We began our work with a comprehensive exploratory analysis: data types check, missing values and duplicates spotting for each variable. We then studied the distribution of each variable. For categorical ones, we examined the different modalities through barplots and value counts ; for numerical ones, we looked at various statistical characteristics such as the median, mean, and quantiles, and plotted histograms both with and without the 5% extremal quantiles. During this exploration, we also computed the correlations between all variables and the target variable (for the categorical variables we used groupby. mean), i.e. the energy consumption per square foot over a year. We found the correlations to be very low, however, we did find mild correlations between numerical variables and the total energy consumption of the buildings. This information helped us to identify potential areas of focus for the data preprocessing and model building.
This step was crucial to ensure that the data was clean, consistent, and ready for analysis. First, we removed duplicate rows and outliers from the dataset. Categorical variables were either one-hot encoded or categorically encoded, and some required additional work (e.g. creating separate columns of different types of insulation, which can be combined). To save memory and improve processing times, we also changed the data types of some variables, often converting floats encoded on 64 bits to booleans. Additionally, we addressed missing values in the dataset by deciding on an appropriate method for each column, such as using the median or the most frequent class. To enhance the information available in the dataset and improve the performance of our models, we also created new features. One example is the total wall surface (calculated as if the building had a square base) multiplied by the thermal conductivity and thickness of the walls. This helped to include relevant information that would have been difficult to extract given the types of models we used. We did not take this step as far as we would have liked, though, as we believe including meteorological data and more precise location information could have dramatically improved the quality of our predictions but we weren’t able to find the actual location corresponding to the area codes.

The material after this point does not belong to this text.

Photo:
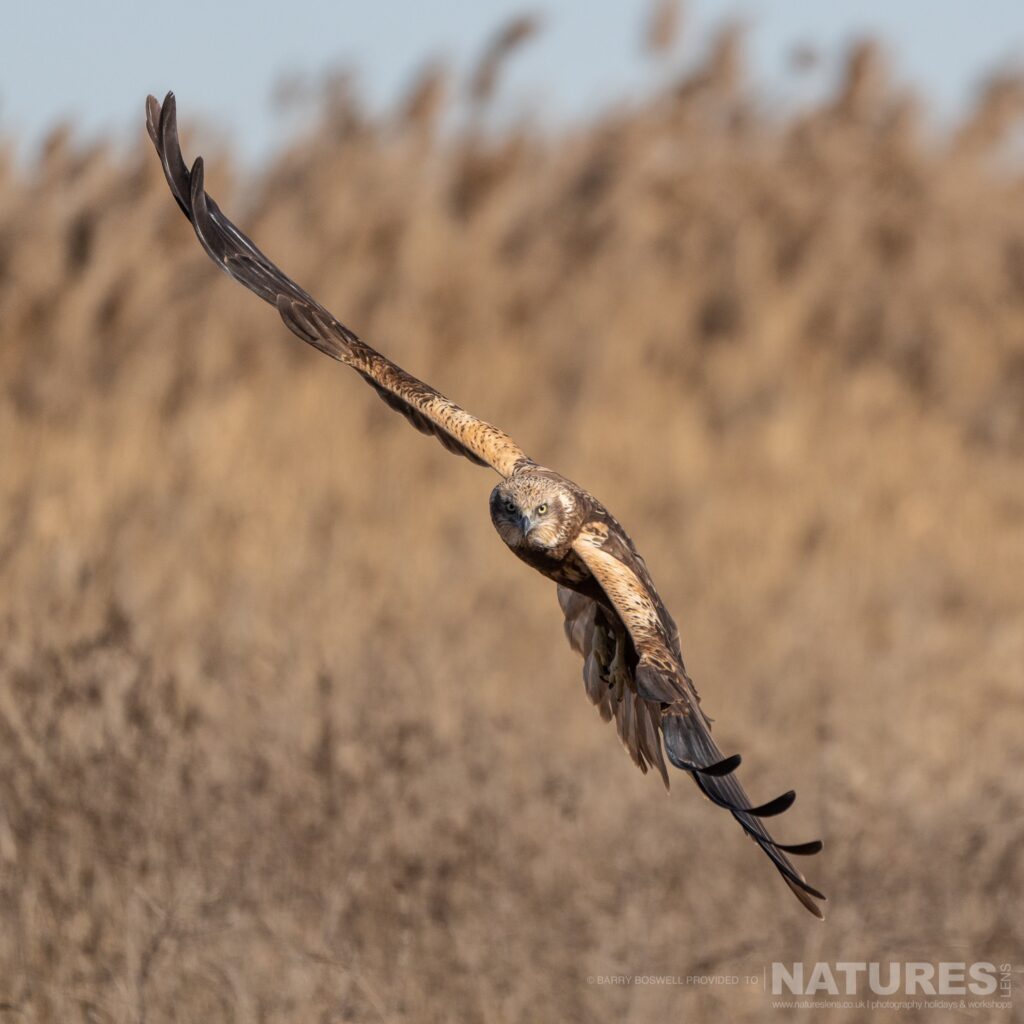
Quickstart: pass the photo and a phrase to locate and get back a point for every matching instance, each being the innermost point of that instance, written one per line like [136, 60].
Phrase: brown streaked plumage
[633, 666]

Using our theoretical knowledge we restricted the set of interesting models we would like to test, for instance we excluded linear models and neural networks. We immediately focused on the tree models class which is known to be the most efficient for tabular data. We found out that the best performing model was XGBoost regression. To optimize the hyperparameters we started with random search and then switched to grid search once we determined a restricted space of parameters.
We tried making every step as general and robust as possible by deploying our code as one large pipeline made of several smaller and more specific pipelines.
In order to save computational power and energy and limit our carbon footprint, we carried out our random search on a small subset of the data and changed data types as early as possible to shrink the dataset size.
We could enhance the granularity of information by exploiting the area code and adding geographical and meteorological data.